This is the regular post where I share updates about things happening in gaming, machine learning, audio, or frankly anything that catches my eye and seems relevant to share or discuss here. Let’s hop right in!
Epic Games announced a powerful new tool which utilizes Unreal to allow for deeply realistic human avatar creation. The company’s product page outlines potential use cases for this kind of character creation, and I was surprised to see “recreation of real people” featured so prominently with so little discussion of ethics. This is particularly weird given the general social fears around “deepfakes,” which this sort of tool can be used to substantially improve in many cases. Now, obviously I work at a synthetic media company, so I neither want to fearmonger nor believe this is actually net-negative. But it feels like, even knowing that this tool will be primarily and net positive, there’s an absence here of the deep, careful thinking I’d hope to see from a major organization like Epic around these sorts of tools.
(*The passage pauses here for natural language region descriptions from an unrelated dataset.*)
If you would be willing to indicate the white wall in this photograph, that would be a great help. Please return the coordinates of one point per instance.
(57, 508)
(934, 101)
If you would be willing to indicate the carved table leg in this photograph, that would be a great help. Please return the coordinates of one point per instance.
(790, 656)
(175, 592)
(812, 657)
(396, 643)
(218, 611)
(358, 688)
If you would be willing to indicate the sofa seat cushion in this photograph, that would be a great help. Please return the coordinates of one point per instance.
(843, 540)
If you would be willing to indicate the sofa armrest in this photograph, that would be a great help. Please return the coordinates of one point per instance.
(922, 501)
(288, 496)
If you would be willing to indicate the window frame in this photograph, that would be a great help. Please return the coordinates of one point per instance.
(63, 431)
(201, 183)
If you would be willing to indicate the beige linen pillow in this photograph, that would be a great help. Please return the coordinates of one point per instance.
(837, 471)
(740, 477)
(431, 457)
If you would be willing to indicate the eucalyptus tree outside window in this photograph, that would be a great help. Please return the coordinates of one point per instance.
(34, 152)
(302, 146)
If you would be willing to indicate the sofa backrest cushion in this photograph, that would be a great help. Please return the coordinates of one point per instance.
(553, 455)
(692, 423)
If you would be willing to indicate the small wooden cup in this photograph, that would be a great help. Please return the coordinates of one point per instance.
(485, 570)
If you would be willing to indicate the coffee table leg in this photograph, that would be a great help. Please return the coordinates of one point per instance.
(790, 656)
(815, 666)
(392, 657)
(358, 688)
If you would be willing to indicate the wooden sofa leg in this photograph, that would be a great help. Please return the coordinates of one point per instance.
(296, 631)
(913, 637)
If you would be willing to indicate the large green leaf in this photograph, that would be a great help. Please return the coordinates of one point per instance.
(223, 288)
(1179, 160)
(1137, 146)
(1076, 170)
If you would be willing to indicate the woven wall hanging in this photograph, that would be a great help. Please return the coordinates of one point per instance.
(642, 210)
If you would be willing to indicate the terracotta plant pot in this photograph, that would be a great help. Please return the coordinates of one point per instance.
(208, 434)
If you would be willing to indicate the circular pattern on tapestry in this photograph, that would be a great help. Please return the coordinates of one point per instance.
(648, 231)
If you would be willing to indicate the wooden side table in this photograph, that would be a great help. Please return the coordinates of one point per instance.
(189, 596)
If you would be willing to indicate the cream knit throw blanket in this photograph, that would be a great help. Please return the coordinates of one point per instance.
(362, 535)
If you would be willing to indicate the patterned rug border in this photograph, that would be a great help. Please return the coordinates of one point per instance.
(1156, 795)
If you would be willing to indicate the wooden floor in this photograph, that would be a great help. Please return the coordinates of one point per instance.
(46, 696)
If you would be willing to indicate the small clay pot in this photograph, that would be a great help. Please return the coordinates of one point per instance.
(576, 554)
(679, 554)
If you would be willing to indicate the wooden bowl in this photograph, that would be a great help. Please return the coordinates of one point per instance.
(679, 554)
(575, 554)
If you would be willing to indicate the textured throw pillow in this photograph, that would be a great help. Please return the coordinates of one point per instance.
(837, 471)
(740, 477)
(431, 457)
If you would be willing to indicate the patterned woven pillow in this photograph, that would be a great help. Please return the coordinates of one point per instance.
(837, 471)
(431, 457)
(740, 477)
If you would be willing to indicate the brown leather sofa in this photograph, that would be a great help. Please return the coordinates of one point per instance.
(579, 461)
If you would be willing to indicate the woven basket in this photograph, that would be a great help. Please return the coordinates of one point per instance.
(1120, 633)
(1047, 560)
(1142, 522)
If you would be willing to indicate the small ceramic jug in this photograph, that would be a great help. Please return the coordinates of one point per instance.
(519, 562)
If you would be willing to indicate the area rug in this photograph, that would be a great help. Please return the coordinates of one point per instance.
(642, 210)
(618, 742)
On a similar vein, did you catch the digitally resurrected version of Vince Lombardi mixed in with your Super Bowl commercials? This is a great use case to remind us that synthetic media isn’t inherently good or evil – you can use it for various purposes, just as with all tech. The key is in building the tech such that it’s easiest to do good with it, and those wishing to do evil run into as many barriers and limitations as possible. I’ve spoken with the founders of Respeecher, the audio company involved in this commercial, repeatedly about these kinds of concerns, and I know they are thinking about this as well. Hopefully examples like this help more consumers to shift their thinking from “how do I stop this technology from coming to be” to “how do we take this technology and unbalance it to favor good use cases?”
Finally, in the midst of the ever-growing hubbub around Clubhouse, Mark Cuban has announced the creation of a competitor, Fireside. Clubhouse seems to me to be obviously sustained by a combination of novelty and network effects (the latter of which Clubhouse and its investors have called in every favor in the book to kickstart), so it’s unclear to me how much low-hanging fruit is on the table for Fireside or other apps to grow the same way. More likely, they’ll need to poach folks who like the format but are dissatisfied with the specifics of Clubhouse, meaning competing on features like user safety or modes of dissemination (i.e. recording and playback, or adding text to audio, though Clubhouse would argue the absence of these is an advantage for it, keeping its community more tightly defined.)
That’s all for this week! As always, any thoughts or feedback are welcome. Stay safe, healthy, and sane, all!